Product Description

A VSC is a contractual agreement for a separately stated consideration issued by a vehicle service contract provider. VSC coverage is provided for a specific period of time/mileage to perform the repair, replacement or maintenance of a vehicle. VSCs can also be used for indemnification of repair, replacement or maintenance, for the operational or structural failure due to a defect in materials, workmanship or normal wear and tear, with or without additional provision for incidental payments (including but not limited to towing, rental and emergency road services). Ancillary products such as tire and wheel, road hazard, paintless dent repair and windshield repair are frequently sold as VSCs.

Value of Product

By making a pre-planned and budgeted purchase, the consumer’s exposure to expenses that arises from mechanical and electrical repairs can be reduced or eliminated.
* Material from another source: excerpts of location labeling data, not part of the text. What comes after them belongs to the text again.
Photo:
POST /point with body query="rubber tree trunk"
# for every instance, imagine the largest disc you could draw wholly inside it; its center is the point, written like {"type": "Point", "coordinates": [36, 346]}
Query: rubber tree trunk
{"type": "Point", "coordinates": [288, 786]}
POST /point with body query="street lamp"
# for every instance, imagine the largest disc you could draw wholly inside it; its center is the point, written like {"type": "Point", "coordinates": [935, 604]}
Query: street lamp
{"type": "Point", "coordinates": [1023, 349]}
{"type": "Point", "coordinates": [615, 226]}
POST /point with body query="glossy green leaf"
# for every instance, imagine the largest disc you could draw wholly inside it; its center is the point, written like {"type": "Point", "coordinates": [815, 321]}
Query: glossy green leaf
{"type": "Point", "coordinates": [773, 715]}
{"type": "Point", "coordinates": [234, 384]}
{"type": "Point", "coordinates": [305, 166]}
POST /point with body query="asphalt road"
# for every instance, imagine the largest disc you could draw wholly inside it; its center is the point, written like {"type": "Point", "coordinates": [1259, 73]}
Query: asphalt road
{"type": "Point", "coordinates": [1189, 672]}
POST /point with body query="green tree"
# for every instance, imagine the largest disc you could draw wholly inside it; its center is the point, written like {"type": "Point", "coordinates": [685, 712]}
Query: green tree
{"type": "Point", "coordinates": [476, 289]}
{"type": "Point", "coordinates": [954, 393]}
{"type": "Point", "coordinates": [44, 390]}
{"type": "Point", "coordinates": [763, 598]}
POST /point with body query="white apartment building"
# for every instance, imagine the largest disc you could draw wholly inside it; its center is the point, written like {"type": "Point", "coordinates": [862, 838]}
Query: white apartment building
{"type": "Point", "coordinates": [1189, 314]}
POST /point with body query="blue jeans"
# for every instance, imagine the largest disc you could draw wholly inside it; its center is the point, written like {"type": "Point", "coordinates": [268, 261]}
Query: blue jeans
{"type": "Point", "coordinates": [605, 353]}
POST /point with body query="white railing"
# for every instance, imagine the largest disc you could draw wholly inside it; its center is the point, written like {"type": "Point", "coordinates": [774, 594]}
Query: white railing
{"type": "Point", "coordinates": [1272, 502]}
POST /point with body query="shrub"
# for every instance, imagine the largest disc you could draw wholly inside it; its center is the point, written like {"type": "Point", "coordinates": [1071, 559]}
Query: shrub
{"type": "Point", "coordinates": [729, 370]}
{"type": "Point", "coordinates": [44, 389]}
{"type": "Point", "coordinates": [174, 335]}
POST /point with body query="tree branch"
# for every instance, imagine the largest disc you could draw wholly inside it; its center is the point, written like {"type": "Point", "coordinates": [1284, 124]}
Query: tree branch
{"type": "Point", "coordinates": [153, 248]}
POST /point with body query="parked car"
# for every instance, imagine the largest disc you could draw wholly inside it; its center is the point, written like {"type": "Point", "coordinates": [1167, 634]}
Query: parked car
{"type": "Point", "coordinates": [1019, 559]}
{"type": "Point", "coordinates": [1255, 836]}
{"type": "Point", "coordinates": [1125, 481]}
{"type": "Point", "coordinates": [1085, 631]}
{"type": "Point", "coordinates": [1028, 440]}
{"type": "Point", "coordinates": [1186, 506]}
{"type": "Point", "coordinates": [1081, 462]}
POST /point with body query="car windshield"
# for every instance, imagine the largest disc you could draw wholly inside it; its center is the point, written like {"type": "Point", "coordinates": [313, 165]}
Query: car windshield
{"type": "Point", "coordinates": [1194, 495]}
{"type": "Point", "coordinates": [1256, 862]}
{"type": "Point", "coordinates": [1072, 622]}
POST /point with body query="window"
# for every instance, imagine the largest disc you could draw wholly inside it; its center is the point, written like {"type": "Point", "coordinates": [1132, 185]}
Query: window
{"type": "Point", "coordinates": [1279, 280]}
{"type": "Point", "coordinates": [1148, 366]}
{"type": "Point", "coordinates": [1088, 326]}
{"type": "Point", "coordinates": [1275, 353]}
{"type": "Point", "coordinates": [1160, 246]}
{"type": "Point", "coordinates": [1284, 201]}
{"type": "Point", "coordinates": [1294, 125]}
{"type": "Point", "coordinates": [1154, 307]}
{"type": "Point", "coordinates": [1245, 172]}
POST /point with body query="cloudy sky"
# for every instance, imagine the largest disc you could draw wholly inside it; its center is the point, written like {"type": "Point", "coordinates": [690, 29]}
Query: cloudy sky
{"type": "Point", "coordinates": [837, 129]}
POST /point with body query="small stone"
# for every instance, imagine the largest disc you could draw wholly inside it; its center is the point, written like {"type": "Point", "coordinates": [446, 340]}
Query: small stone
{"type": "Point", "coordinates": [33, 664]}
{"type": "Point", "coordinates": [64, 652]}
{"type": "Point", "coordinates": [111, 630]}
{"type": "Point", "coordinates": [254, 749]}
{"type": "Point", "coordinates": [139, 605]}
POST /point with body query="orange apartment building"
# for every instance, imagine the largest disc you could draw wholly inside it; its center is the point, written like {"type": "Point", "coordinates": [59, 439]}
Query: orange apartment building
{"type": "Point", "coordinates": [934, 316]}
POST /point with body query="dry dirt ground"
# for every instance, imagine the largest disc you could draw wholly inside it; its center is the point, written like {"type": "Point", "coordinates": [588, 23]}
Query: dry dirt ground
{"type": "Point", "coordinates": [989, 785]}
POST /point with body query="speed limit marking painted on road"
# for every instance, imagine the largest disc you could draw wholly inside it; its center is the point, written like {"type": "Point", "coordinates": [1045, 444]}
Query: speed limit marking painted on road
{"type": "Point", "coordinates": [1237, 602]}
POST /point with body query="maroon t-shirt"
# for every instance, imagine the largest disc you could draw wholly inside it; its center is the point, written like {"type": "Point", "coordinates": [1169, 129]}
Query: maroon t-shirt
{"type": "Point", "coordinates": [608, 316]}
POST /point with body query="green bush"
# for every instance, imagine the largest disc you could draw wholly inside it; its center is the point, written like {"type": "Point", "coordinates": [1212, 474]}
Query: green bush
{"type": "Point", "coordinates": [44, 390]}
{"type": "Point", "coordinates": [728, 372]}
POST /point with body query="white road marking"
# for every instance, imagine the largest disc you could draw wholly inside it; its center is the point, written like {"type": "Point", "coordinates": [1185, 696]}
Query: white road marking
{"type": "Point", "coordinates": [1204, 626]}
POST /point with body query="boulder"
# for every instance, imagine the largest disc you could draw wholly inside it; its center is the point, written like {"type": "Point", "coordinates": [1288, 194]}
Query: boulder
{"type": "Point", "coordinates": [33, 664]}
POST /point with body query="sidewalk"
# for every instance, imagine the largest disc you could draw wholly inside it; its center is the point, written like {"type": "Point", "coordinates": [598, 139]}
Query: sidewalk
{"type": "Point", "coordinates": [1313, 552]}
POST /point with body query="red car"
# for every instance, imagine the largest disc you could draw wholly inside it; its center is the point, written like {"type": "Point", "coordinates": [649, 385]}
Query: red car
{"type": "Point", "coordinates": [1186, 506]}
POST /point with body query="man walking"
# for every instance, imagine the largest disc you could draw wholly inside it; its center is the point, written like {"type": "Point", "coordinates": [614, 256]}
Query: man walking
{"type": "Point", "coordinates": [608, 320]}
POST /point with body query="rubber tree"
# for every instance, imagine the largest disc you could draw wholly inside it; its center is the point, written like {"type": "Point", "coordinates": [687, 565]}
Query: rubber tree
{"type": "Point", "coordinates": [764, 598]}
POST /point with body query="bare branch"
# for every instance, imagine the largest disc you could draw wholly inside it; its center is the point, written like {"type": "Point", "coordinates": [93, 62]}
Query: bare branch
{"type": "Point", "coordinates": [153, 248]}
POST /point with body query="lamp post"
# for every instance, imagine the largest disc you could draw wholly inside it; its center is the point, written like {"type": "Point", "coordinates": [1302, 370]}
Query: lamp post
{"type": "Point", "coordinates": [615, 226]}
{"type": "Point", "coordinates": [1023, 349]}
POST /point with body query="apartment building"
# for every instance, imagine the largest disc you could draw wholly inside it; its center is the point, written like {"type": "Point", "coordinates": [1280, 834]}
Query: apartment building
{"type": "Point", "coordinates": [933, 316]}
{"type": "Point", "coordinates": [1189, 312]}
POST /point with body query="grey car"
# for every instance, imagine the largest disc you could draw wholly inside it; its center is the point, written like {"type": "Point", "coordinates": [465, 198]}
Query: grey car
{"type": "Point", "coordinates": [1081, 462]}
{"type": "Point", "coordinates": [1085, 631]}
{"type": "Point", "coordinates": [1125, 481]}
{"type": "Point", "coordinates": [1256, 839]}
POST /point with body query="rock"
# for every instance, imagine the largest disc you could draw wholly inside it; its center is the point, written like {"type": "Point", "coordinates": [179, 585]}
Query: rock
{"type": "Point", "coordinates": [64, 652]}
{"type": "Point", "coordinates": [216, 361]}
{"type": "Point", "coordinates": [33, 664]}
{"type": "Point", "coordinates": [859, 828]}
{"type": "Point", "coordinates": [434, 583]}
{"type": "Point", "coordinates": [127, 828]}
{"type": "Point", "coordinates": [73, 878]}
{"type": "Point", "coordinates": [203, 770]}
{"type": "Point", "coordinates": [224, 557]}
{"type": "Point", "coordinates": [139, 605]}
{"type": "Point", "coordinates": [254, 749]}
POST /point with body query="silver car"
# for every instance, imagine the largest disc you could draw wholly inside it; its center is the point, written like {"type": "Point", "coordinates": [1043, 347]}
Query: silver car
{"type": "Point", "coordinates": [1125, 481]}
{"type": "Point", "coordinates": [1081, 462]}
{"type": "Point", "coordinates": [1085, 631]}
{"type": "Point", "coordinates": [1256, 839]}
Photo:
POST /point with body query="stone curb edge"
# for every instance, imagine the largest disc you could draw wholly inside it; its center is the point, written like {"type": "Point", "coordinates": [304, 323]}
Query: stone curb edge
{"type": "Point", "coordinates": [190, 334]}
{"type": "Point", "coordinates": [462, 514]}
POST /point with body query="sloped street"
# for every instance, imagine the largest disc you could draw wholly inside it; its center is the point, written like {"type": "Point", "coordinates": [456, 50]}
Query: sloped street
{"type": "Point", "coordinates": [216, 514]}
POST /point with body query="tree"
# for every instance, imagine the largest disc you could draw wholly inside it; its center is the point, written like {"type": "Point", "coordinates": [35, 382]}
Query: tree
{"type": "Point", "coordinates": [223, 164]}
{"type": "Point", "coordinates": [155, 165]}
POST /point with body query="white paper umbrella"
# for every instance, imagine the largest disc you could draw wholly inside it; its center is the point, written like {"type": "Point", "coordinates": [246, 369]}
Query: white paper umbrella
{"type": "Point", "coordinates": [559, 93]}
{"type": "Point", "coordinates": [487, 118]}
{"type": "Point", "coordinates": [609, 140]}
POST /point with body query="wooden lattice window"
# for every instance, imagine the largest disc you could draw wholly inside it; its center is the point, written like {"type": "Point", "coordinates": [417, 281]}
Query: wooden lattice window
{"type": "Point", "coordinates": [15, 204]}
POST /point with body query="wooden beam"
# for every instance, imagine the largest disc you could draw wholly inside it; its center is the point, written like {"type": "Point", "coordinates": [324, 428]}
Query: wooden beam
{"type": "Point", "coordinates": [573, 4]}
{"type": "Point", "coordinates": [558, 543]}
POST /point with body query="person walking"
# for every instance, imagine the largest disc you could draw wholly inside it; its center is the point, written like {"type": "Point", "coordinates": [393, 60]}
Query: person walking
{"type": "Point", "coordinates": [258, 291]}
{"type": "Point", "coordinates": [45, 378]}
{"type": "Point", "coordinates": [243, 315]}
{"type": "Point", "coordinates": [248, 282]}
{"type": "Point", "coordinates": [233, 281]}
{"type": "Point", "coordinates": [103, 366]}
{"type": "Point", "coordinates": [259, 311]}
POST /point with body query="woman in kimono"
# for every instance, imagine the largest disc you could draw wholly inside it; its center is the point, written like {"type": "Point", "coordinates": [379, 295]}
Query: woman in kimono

There are typically several levels of coverage from powertrain to “bumper to bumper” and various terms (mileage and time) to meet customer needs. VSCs are available on new or pre-owned vehicles.

Who Buys this Product?

Consumers who want the peace of mind knowing that major and minor repairs of their vehicles will be covered.

Distribution

VSCs are primarily offered to consumers by licensed automobile dealers or directly by financial institutions. VSCs are also offered through direct marketing.

How is it Regulated?

Currently, over thirty (30) states regulate VSCs. In 1995, the NAIC adopted a model act and regulations.

Consumer Protections

States require VSCs to include specific disclosures; to include a “free-look” period during which time the consumer can cancel the contract for a full refund (if there have been no claims) and a pro?rata refund after the free look period has expired. States impose solvency standards on service contract providers and insurers that insure them. While not insurance, many providers insure their obligations under VSCs and many states permit consumers to go direct to the insurer in the event that the provider fails to perform. Several states require that the VSC be filed and approved with the state before being offered to consumers. State and federal laws also require disclosure on the finance documents of the purchase and cost of VSCs.